Politicians should stop playing health care website blame game

 

It is almost laughable that the country that invented the Internet, Facebook, Twitter, and continues to lead the world in information technology, is so inept, that its government cannot get a federal website working properly.

Since Oct. 1, healthcare.gov has been down for most of the country, as millions try to access the federally mandated health care market. Maybe if government agencies could focus more on solving the IT problem for Obamacare, instead of listening in on France and Spain, the problem would be fixed already.

While it is true that this mistake is dumbfounding, the problem does need to be fixed, and healthcare.gov needs to get working – and soon.

As millions of people wait to gain secure health care, politicians are playing a childish round of the blame game. Instead of investing more energy on solving the glitches with the website, many congressmen have been wasting time over the past few weeks to call for the resignation of Health and Human Services Secretary Kathleen Sebelius.

While an apology from Sebelius may have been necessary at the House Energy and Commerce Committee hearing Wednesday morning, it certainly didn’t help solve the problem, which she called a “miserably frustrating experience.”

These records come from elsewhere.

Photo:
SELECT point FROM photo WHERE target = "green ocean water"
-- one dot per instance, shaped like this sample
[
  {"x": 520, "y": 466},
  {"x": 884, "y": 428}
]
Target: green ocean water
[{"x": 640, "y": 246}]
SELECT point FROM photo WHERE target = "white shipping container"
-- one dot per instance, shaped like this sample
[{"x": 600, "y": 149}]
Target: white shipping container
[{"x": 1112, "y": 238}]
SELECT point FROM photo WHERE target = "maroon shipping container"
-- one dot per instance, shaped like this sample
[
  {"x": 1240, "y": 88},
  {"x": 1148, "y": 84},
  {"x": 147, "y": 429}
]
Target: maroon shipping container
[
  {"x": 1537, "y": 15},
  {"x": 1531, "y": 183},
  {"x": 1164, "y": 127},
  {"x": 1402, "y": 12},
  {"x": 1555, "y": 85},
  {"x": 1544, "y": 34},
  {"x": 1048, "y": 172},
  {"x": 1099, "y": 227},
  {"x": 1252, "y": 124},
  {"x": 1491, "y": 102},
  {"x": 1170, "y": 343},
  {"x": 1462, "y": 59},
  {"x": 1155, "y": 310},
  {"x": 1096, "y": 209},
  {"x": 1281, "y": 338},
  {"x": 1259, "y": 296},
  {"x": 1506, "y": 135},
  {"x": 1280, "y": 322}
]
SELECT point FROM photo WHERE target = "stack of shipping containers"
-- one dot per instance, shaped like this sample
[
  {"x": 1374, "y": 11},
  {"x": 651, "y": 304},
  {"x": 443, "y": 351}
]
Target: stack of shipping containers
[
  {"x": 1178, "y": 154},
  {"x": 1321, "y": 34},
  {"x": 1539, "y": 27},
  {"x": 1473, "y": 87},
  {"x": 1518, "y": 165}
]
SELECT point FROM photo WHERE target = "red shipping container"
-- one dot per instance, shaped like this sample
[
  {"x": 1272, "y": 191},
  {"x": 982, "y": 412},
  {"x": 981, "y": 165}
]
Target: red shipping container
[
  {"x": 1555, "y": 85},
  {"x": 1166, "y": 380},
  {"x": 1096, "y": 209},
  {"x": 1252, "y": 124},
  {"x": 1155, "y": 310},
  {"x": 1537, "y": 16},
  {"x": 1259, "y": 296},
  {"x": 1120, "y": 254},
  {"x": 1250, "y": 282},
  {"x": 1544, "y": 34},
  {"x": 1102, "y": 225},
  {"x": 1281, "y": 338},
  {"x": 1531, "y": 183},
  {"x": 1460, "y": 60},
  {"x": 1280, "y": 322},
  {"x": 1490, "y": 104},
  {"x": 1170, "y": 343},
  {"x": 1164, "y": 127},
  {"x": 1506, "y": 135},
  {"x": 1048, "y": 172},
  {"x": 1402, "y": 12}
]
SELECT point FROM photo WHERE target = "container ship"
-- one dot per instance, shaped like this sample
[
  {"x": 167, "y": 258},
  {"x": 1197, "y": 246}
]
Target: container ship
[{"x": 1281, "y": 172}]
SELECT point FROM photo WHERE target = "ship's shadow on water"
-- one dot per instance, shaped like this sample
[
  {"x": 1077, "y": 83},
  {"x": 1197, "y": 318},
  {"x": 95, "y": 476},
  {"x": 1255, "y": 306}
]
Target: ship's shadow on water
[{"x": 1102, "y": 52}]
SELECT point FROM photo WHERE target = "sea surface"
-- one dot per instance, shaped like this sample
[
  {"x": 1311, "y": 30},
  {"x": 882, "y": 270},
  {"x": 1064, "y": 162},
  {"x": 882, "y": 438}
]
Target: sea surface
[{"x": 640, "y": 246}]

Sebelius, much like President Barack Obama and Vice President Joe Biden, is not a computer expert. During their climb up the political ladder, it is dubious that Sebelius, Obama and Biden were trained on creating or troubleshooting websites. Sure they had oversight and should be held responsible, but most likely, the ones to blame for the mistakes are the IT people working directly on the health care website, or the ones who directly hired those IT people.

If people think someone like Biden should be held responsible for glitches in the government computers, they should have their heads checked, because they are putting their technology in the hands of a man like Biden.

However, Biden always has the best way with words and making things perfectly blunt.  As he said in an HLN interview this week, neither he nor Obama “are technology geeks,” and they assumed the site would be “ready to run.” 

It would be appropriate to assume that when the president of the U.S. tells someone to do something, it gets done (as long as it isn’t to members of Congress).

Until the website does get fixed, Congress should stop playing the blame game and actually get something done. In his HLN interview, Biden also said the mistakes of the website are “inexcusable, but they just have to fix it.”

Alex Rosenthal is a sophomore majoring in mass communications.